気になる新型マルチボックス。これは車中泊モデルというよりは、**「アウトドアの基地」**としての色が強いクルマです。大容量ボックスはギアの整理に最適で、ベンチやテーブルとして使えるのはキャンプユーザーにはたまらないポイント。
ただ、車中泊で4人を想定する場合、ベッドマットの幅が1,260mmとやや狭く、ボックス設置によって足元スペースにも制約が出ます。大人2人+小さな子ども1人までが現実的なラインでしょう。どうしても4人で寝たいなら、別途テントを併用するなど、車外に泊まるスペースを確保する必要があります。
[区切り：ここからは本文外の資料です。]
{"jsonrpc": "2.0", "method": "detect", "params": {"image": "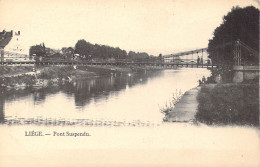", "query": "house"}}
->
[62,47,75,60]
[0,30,33,62]
[0,30,13,62]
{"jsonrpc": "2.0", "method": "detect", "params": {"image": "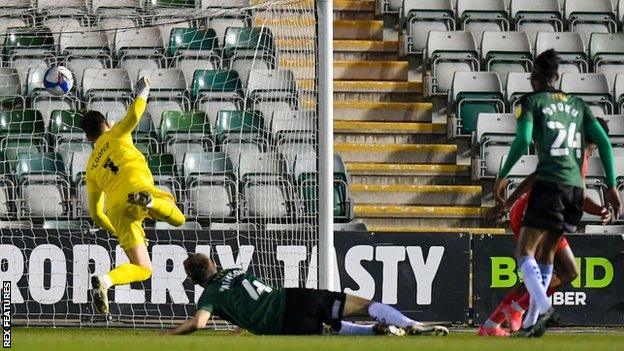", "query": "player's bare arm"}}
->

それでも「4人」にこだわるなら:横幅1,200mmの壁を超える工夫
ここまで読んで「やっぱり4人で寝たい!」という方もいるでしょう。その場合、以下のような工夫が考えられます。
1. 2段ベッド化を検討する
大人は下段、子どもは上段に寝かせることで、横幅の制約を回避できます。ただし、上段用のハンモックや簡易ベッドを自作するには、ある程度のDIYスキルが必要です。
2. 荷物をすべて外に出す
車内スペースを最大限に確保するため、荷物はルーフボックスやトランクポーチなどに完全に移設します。これだけで、寝るスペースは格段に広がります。
3. 縦方向に寝るレイアウトを試す
2列目・3列目のシートをすべて取り外し(整備士による作業が必要)、長さ2,100mm超のフラットスペースを確保できれば、縦に並んで寝ることも不可能ではありません。ただし、シート取り外しは車検や安全性に影響するため、専門店での相談が必須です。
まとめ:あなたのライフスタイルが答えを決める
セレナでの4人車中泊——結論はシンプルです。
快適さを最優先し、車中泊専用車として割り切るなら「純正マルチベッド」。
コストと日常の使い勝手を両立させたいなら「標準モデル+社外品」。
そして、家族4人での就寝を本当に実現したいなら、大人2人+子ども2人の構成を前提に、2段ベッドや荷物の外部化などの工夫を積極的に取り入れること。大人4人での川の字就寝は、物理的にほぼ不可能だという現実を受け入れましょう。
2026年2月に登場した新型マルチベッドとマルチボックス。どちらも魅力的ですが、あなたの「車中泊の頻度」と「日常の使い方」をしっかり見つめ直して選んでください。後悔のない選択をするために、この記事があなたの判断材料のひとつになれば幸いです。